At an international symposium held in Lombok from 3 to 6 September, Indonesia’s Coordinating Maritime Affairs Ministry have laid out their proposal for a range of new UNESCO Geoparks to be established in Indonesia, specifically in Lake Toba and Belitung.
The 6th annual Asia Pacific Geoparks Network Symposium, hosted in Lombok, was attended by 612 geologists from 30 countries in the Asia Pacific region. These discussions ultimately inform the UNESCO decision for which areas should be granted protected status. Indonesia’s application was confirmed by Anton Setyo Nugroho, an official at the Coordinating Maritime Affairs Ministry, in an article published by the Jakarta Post.
Sumatra’s Lake Toba is home to the world’s largest volcanic lake, while Belitung is famed for its beaches and eye-catching granite rock formations.

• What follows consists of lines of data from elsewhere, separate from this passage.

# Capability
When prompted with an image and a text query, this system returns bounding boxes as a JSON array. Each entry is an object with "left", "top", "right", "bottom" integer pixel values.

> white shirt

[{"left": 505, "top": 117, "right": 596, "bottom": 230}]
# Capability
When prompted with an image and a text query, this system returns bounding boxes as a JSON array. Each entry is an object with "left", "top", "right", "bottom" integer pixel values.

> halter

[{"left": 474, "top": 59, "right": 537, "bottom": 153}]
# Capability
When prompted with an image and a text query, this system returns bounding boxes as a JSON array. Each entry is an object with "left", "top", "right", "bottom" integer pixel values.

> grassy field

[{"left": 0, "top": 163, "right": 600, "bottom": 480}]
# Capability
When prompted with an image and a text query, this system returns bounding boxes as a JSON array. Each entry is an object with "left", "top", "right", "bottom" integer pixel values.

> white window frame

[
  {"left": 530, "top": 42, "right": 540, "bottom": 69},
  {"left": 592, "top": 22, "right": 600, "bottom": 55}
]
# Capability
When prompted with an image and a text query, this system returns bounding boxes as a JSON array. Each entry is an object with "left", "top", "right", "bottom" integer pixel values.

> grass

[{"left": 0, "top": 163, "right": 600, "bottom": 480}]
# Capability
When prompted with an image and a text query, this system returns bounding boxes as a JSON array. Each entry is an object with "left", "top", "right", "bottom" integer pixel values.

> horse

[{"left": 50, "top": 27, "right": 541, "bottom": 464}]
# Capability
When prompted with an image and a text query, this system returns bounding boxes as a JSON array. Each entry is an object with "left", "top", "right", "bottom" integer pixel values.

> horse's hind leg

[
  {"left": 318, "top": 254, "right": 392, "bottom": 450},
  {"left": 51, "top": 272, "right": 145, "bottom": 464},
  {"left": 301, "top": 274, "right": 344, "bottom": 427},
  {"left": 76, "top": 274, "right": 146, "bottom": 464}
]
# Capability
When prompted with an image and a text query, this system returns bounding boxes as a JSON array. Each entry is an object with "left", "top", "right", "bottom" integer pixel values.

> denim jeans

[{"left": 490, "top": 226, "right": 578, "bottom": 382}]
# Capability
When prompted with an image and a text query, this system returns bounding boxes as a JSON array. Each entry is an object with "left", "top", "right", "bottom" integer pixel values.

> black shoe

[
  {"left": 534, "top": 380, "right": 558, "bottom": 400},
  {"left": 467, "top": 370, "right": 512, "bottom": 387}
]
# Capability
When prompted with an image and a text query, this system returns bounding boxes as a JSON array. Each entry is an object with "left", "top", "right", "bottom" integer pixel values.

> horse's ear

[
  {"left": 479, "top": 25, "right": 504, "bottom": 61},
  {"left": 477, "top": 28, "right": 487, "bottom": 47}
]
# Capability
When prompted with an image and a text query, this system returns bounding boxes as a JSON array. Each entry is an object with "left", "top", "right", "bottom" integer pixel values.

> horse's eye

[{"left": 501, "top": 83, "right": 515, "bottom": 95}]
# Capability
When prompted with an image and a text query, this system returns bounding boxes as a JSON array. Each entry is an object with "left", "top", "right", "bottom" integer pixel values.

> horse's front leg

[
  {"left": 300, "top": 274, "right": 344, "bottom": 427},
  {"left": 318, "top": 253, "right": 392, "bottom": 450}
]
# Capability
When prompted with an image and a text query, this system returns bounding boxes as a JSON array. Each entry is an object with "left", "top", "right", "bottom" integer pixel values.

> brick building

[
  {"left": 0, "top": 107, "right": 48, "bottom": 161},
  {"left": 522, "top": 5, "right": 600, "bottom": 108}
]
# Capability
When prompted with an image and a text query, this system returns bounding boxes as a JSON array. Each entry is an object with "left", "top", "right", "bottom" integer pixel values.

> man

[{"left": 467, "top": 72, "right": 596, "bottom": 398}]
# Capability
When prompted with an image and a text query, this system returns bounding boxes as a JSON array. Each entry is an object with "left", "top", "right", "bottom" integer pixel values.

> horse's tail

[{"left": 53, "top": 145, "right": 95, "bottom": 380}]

Four out of 15 national Geoparks in Indonesia have been designated under the network as of 2018. Batur Geopark in Bali was the first to be listed in 2012, followed by Mount Sewu Geopark in 2015. The two other sites, Ciletuh-Pelabuhan Ratu in West Java and Rinjani on Lombok Island, were officially listed in the UNESCO Geopark network last year.
The final decision, based in part on the findings of the Lombok symposium, will be announced at the UNESCO Global Geopark Network (UGGN) summit in Paris in April 2020.